What you have here is fine for now - let's use it. The industry is starting to use the broader term "user experience" so that people do not quibble over usability vs. design vs. human factors vs. interaction design vs. whatever. Let's just work together to make the experience better.
Information architecture lead, ibm.com - Toledo, Ohio, USA
Hi Keith
You still here Keith? I'm thrilled.
I'd love to work with you guys to make things happen in the area of Drupal user experience (Drusex - anybody?).
I have - of course - far too many projects going on (startup company, building the danish drupal community etc), so I can't lead or drive this.
But I will make it a priority to participate with my knowledge and experience - 4 years drupal user, 8+ years information architecture, 5+ years interaction design/application design, 5+ years business strategy and consulting in community/professional networking systems.
Enough about me.
Here's what I think should be done.
We need to collect all relevant material from lists, handbooks etc related to user experience and sort into:
There is so much going on - modules for print friendly pages, themes that are addressing issues, snippets that solve issues, developers who work on certain stuff, users who complain - and it is not a coordinated effort.
We even have the civicspace people doing a lot of stuff - which is coordinated.
So for usability and user experience to work for Drupal - there need to be some kind of central coordination effort going on.

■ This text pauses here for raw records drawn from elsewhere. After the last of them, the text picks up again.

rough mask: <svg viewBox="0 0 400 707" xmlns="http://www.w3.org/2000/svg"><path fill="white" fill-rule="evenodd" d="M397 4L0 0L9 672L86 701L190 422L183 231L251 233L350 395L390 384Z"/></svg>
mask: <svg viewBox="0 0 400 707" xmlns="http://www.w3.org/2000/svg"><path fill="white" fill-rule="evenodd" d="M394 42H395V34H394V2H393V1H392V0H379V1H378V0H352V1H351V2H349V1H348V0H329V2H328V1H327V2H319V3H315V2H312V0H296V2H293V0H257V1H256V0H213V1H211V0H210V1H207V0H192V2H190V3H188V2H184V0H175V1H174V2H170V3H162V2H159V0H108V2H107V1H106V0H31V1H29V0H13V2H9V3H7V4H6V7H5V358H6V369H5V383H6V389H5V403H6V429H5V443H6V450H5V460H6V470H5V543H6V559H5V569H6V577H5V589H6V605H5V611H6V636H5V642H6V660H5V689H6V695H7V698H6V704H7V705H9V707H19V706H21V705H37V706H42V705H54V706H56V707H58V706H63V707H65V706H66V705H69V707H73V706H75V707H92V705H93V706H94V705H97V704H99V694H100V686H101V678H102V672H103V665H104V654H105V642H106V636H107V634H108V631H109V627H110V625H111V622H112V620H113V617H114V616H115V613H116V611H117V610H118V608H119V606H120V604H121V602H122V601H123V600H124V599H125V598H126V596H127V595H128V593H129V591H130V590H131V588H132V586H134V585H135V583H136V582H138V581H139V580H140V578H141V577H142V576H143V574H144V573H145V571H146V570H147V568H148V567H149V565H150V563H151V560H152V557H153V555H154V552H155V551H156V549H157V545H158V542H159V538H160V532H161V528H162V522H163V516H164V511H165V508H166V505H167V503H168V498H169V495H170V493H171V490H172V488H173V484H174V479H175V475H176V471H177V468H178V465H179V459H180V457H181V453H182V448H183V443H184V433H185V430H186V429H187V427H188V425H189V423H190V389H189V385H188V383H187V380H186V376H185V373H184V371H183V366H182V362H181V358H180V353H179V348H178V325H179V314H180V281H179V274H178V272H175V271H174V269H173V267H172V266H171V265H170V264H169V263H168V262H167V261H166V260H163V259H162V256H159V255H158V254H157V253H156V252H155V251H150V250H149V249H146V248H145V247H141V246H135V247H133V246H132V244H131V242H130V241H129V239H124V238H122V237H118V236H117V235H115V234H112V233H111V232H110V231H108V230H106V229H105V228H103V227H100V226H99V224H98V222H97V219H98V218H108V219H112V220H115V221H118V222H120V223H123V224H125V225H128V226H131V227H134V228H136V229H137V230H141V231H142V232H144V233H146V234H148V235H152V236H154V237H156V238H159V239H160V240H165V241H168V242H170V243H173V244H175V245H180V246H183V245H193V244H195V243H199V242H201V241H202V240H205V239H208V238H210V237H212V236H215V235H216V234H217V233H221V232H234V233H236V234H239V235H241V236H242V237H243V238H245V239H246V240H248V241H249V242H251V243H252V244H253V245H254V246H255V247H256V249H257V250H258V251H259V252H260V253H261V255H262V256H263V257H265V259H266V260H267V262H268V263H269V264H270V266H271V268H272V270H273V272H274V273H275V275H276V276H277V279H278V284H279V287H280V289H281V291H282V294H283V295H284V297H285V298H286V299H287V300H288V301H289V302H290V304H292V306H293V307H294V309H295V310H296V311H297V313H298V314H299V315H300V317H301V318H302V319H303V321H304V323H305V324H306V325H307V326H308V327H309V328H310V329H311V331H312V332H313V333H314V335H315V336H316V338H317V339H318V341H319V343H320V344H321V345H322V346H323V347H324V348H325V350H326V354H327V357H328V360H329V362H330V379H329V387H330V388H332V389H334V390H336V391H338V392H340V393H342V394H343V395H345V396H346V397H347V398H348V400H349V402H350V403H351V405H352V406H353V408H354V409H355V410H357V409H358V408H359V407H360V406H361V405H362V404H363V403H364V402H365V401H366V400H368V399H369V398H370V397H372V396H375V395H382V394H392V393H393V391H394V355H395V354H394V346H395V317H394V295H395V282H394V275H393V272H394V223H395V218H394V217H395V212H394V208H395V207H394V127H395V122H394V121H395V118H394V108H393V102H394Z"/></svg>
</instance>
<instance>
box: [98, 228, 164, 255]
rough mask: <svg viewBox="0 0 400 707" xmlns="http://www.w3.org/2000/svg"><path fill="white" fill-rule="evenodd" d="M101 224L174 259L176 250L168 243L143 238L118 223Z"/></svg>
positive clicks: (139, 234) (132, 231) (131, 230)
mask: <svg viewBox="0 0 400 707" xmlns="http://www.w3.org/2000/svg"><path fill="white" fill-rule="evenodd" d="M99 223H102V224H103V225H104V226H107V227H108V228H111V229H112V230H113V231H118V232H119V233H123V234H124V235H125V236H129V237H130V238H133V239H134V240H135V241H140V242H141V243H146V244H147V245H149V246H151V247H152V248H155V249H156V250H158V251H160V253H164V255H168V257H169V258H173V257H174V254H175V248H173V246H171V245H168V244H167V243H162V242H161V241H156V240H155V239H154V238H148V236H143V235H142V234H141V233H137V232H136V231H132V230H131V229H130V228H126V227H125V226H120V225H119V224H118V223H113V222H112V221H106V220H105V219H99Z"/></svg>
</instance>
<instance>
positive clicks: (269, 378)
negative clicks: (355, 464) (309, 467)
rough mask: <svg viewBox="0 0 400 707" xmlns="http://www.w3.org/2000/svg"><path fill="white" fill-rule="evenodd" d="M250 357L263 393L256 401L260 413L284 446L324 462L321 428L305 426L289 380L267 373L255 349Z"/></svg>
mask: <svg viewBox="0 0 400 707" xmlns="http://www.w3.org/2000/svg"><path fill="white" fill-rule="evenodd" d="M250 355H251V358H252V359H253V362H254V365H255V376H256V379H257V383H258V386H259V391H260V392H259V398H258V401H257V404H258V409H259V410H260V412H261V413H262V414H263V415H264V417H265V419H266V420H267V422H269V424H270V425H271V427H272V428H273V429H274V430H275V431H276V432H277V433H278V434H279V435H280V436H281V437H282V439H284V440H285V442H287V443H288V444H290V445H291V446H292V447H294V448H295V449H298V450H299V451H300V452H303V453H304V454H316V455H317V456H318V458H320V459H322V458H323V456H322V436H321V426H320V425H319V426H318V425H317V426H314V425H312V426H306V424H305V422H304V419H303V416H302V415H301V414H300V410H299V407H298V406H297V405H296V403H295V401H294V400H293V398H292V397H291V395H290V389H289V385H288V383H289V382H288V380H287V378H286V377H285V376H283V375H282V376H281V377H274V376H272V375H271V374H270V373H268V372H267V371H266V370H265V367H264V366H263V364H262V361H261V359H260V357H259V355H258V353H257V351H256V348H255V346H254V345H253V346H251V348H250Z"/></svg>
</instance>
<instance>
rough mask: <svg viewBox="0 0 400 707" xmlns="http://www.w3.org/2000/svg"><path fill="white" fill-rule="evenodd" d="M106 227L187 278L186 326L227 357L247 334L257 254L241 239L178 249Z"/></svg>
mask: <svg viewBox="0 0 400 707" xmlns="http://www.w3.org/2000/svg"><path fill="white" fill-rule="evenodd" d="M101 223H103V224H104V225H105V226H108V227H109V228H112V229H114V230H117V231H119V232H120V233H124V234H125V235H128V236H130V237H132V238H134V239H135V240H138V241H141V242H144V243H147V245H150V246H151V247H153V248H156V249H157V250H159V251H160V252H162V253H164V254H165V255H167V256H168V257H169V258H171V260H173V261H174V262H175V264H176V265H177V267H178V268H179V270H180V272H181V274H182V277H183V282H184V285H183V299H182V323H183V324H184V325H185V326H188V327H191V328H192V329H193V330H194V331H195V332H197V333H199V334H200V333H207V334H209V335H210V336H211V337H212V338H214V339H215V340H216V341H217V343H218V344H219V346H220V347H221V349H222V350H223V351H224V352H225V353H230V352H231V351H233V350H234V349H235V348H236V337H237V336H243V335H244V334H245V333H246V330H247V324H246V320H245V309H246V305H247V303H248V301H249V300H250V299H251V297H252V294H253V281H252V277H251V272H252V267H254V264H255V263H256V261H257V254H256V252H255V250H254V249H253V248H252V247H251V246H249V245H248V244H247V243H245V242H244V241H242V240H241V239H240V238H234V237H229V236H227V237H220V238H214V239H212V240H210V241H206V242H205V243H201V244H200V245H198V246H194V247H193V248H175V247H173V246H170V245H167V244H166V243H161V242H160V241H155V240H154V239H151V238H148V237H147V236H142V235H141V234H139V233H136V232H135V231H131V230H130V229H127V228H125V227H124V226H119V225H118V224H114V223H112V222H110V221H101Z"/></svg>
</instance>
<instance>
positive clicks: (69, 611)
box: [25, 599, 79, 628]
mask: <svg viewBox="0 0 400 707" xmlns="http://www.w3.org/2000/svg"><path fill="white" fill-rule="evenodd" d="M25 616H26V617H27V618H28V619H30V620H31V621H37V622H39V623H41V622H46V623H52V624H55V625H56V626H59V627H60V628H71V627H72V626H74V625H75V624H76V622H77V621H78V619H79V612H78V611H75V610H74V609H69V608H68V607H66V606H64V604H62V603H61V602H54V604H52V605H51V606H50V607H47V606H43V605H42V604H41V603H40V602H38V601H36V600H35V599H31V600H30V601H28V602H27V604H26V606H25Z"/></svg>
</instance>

Is this the place to do it?
Are there people out there with time on their hands to do some of the grunt work?
Is there a person who can coordinate this?
Gunnar Langemark
www.langemark.com
Denmark
Gunnar Langemark
Denmark
Sure, there are people
which are much talking, but nothing doing ;)
My experience is something like that:
- Nobody is setting up an evaluation environment
- If you do it by yourself (like http://theme.drupaler.net/ for themes)
-- A lot of people are using it
-- Only a very few people are submitting information (voting / comments)
-- Noone is making suggestions (site enhancements)
- You will get tired
I would like to fix the modules black hole in a similar way, but this makes only sense when users are working with these tools.
I would strongly appreciate, if some of you would post votes to get the idea alive, or say what is missing.
To realize a global usability study is a utopic goal. So we should seperate it in independend tasks, like:
- Themes
- Modules
- Navigation / Structure
- Processes
- and so on
Maybe I'm doing something wrong, but I don't see other Drupal evaluation scenarios to use.
Idea for getting started
I agree that it is better to keep all the IA/usabilty/design in this one place. I don't think anything too formal needs to be done to get started here. It seems to me that a good direction to get started on this work would be to handle this like you're doing a usability review for an application or site. That way we take a high level approach to identify what the areas of pain are, a low level of approach of defining those areas, and then step back again to assess the usability issues by priority and assign to developers. This is a suggestion (and sorry, I can't volunteer to head this up):
Just a suggestion if you're looking for a method to get started. Another good place to get started is surveying the Drupal project for open issues I suppose. Polling Drupal users about areas of pain may work to some extent.
I asked Kieran to start on
I asked Kieran to start on #1 a couple days ago. He has some data from awhile ago with the interviews and surveys he did; but he was concerned the data was too old and the notes retained were not good enough.